Posted by CODEPINK Staff
by Janet Weil
CODEPINK has always had a magical, trickster energy, from the very name of the organization satirizing the now-retired and mostly long-forgotten color-coded alert system, to our presence at locations where the president, the head of the Department of Homeland Security, the Chair of the Senate Intelligence Committee, or other decision-makers appear. Those locations include congressional hearings, fundraisers in hotels, international conferences, homes in fancy neighborhoods, and even golf courses -- call it the geopolitical pushback of the women in pink.
CODEPINK's energy sometimes takes the form of poetry. For your inspiration this week, I celebrate the work of poet Brenda Hillman.
A professor of poetry at St. Mary's College in Moraga, CA Brenda is the author of several collections of poetry including two, "Practical Water" and "Seasonal Works With Letters of Fire" which contain poems about her activism with CODEPINK. "In A Senate Armed Services Hearing" begins with a whimsical description of General Petraeus:
"From my position as a woman/I could see/the back of the General's head, the prickly/intimate hairs behind his ears"
Many CODEPINKers, since the organization began in 2002, have sat observing, as Brenda has done numerous times, in congressional committee chambers.
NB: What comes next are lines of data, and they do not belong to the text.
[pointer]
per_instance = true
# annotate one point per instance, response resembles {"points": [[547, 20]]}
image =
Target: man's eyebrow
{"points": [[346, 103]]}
Sometimes we noisily disrupt (what I call "supplement") the testimonies of so-called experts on war, security and defense, but more often we simply and silently testify with our pink presence to the people's desire for peace. Our silent testimony often unnerves the men (and the occasional woman) who sit at the witness tables before the committees; I was once reproached and threatened with arrest by a think tank factotum for sighing in a House Armed Services subcommittee hearing.
Brenda's poem goes on to word-weave her own reflections during the hearing
"the Senators were stuck. What/were they thinking sitting there/as dutiful as lunch patrols/in junior high..."
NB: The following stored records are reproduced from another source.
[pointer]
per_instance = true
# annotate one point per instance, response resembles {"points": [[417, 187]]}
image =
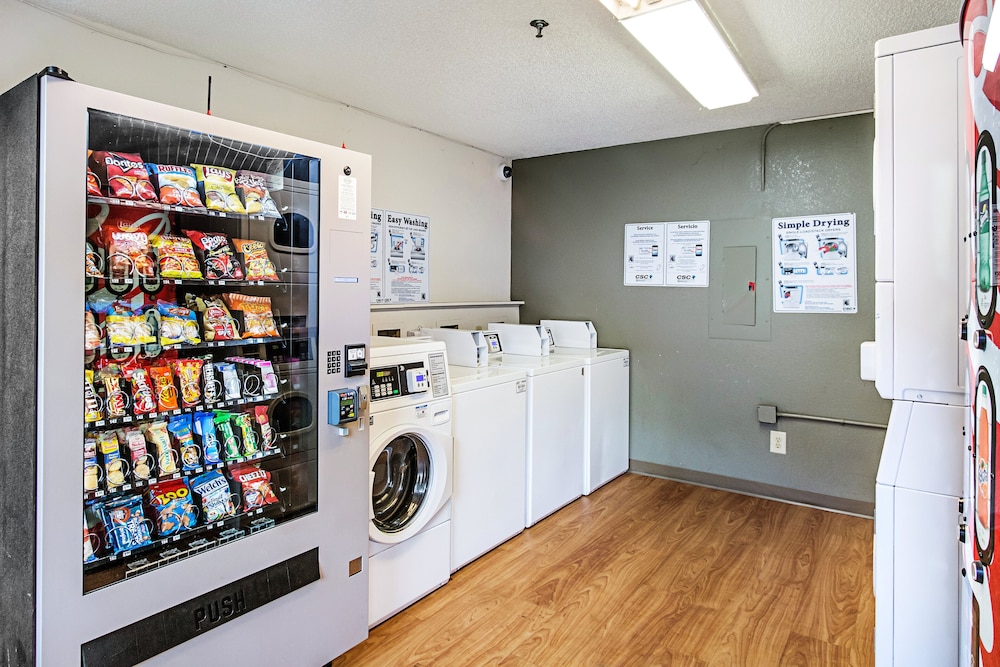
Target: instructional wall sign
{"points": [[667, 254], [815, 266]]}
with fantasies of turning into a fly buzzing around the room, and then
"...the sense/the goddess Ishtar [from ancient Babylonia, which became the modern country of Iraq] had come down/to bring her astral light with a day-wrinkled plan..."
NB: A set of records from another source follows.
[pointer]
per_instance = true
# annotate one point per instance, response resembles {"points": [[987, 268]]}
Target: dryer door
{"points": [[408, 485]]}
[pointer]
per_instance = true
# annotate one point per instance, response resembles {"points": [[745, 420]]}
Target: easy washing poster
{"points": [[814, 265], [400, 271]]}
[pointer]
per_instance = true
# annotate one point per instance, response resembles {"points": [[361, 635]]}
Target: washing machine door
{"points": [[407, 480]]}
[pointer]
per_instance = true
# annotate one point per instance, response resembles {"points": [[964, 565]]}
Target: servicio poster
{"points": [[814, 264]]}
Brenda brings the myth of the ancient land into what seems the most prosaic, banality-of-evil occasion, adding to a cliched remark during a pro-forma nomination hearing ("General I'd be interested to know") with her devastating commentary:
"Then someone -- Clinton I think it was/but it might have been Bayh --/asked whether this confirmation will/give breathing space for the new/General to unoccupy (how do the dead breathe, Senator..."
In "Seasonal Works With Letters On Fire," her tone is often more energized, as befits a work on the theme of fire, the final collection in a four-book series on the traditional "elements" of earth, air, water and fire. In "Mists from People As They Pass: at the Port of Oakland" she assures us:
"The revolution is not far away. It is/in your heart. The violent ones/grow old/the tired ones keep saying/the system, the system, the system/unravels as we walk along."
What prose - especially the empty assertions and bloated rhetoric of those who speak for The State -- sets up as impenetrable barriers, poetry seeks to "unravel" with metaphor, with mockery, with mystery, with the music of language. As with John Lennon's famous quote: "War is over/if you want it", poetry describes the reality that has not yet come to pass, and creates space for the imagination and daring to bring it into being.